I drove down a day early for the race to cheer on and crew my friends who were competing in the 100k edition of the race the day before. I avoided the 4 am start time, but did arrive at the 50km turnaround to help crew for Alexa back to the start with her boyfriend Matt. It was great to get out on course, and we had a fun time cheering on racers, meeting new folks and enjoying the finish-line atmosphere as the racers came in over the afternoon and evening.
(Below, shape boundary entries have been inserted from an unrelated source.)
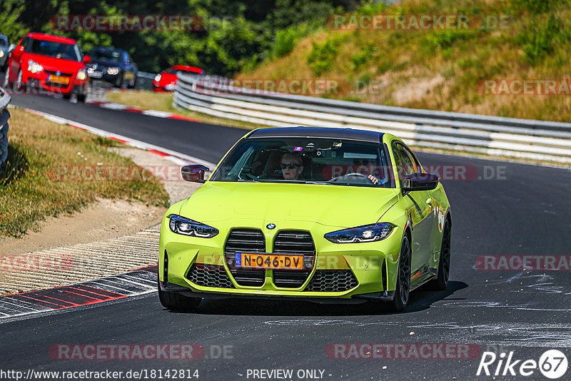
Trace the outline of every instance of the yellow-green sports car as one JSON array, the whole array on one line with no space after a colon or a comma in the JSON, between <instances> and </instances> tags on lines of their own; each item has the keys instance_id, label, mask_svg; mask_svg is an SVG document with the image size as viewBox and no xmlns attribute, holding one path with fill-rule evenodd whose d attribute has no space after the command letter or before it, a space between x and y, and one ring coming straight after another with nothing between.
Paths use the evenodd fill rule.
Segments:
<instances>
[{"instance_id":1,"label":"yellow-green sports car","mask_svg":"<svg viewBox=\"0 0 571 381\"><path fill-rule=\"evenodd\" d=\"M307 127L255 130L218 163L186 166L204 184L166 212L158 296L192 310L203 298L390 303L443 290L450 205L398 138Z\"/></svg>"}]
</instances>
The next morning Matt and I were up and off to the start line in a train of school buses which ferried runners from the finish down the Gorge to the start on this point to point route. After a quick pre-race briefing we were off, 300-ish racers headed out onto the lush Gorge singletrack. I pushed a bit at the start to get away from the large field, and a group of 6 made an early lead pack up and into the hills. The pace however felt hot, and so I backed it off slightly letting 4 guys take off through the trees as I focused on maintain a reasonable pace through the first 15 km section. The trail into the 1st aid is a really runnable downhill and I embraced this as fuel, flying through this section a few minutes up on my splits from last year. The next portion of the race went well, and I picked off a few runners who had steamed off too fast in the early stages. I crewed myself through the 30km mark with some help with my friend Dave who happened to be lounging around after his 100km finish the evening before. The next section of the race killed me last year, and it proceeded to do the same again this year. I put together a couple quick km’s on the road after the aid station, but was stilled passed by some speedsters and then was passed again in the next couple km’s of trail. I felt the life deflating out my legs and in a fun stroke of pain started to cramp through my calves. I did however pass one of the early front runners, and that gave me some encouragement to keep pushing my smarting legs. After leaving the final aid, runners climb up beside the incredible Multnomah Falls with a tough 1300-1400ft (~375m) climb before descending down the other side. This part often breaks many runners, and it was no different this year. I passed another of the early race leaders heading up the hill and another on the downhill, but managed to give up a spot to a wily vet who floated past me on one of the countless switchbacks parallel to the falls. The push down to finish included the usual demons telling me to slow down, and the inner desire to crush out what I had left in my legs. I finished just 30 seconds back of 5th place (the guy who had passed me on the switchback who by the way was easily in his 50’s…ouch ego) and had finished 22 minutes faster than the year before; almost 30 seconds/km faster than last year which was a huge improvement!
So the Gorge was done, with a good result and race. Now it was time to continue stepping up the distances and training towards the great unknown, the Bighorn 100 miler.